For each seller of a good or service there exists a set of suppliers. This is basically “upstream.” Each also has consumers (“downstream”). So the LPW algorithm is simply:
Receive LPW data from upstream.
Compare upstream LPW to local LPW.
Forward downstream the lower of the two.
A few caveats include the exclusion of volunteer labor (for example, open source software) and the marking of whether the given LPW value is direct or indirect.
The tricky part of the algorithm is what the actual LPW data should be. The most obvious, the actual hourly or yearly wage, is faulty because of differences in the living wage. That varies from region to region. An alternative that accounts for this is needed.
So the second choice would be something like the percentile of the worker. This may be more effective in most cases, but it could still fail in cases where there is a large majority of impoverished workers. It also requires significant research on the region.

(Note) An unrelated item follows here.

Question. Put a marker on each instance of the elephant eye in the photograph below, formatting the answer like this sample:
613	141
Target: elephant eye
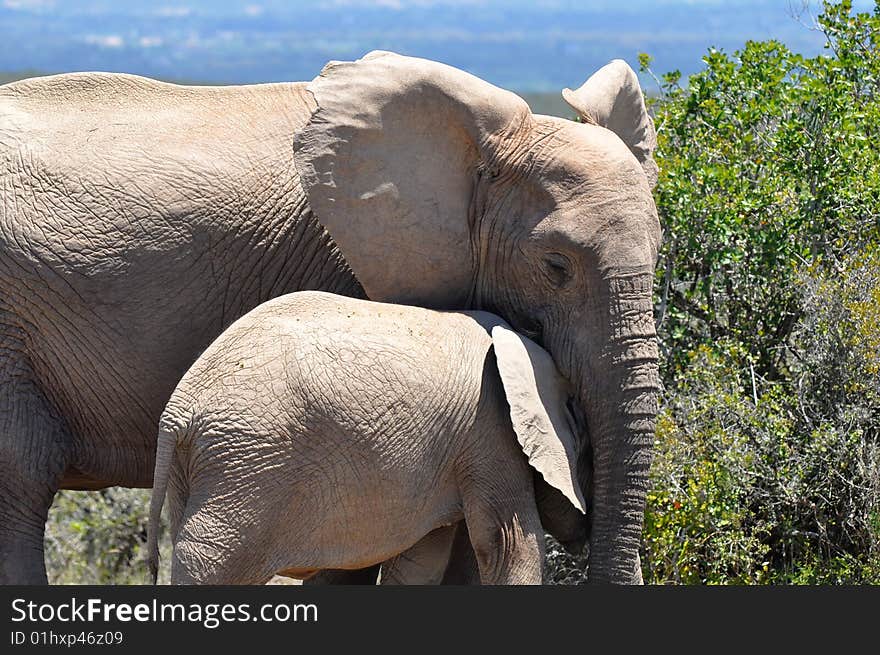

There may be others, requiring more or less effort to discover, and more and less accurate. The hard part is figuring out the most readily understandable and available value to use.
Now, you may or may not be wondering why this data should be published at all. The idea is simple: given the choice between two otherwise-indistinguishable goods or services (same in price, quality, etc.), one could decide to choose based on which either directly or indirectly pays their workers better.
Again, if possible it will show the difference from a living wage, so that wages aren’t necessarily inflated when workers are fairly compensated.
As a closing note, I’ll simply point out that the MPW (Most-paid Worker) could also be included just as easily.
What do you think? Could simple information, when propagated, solve wage inequality?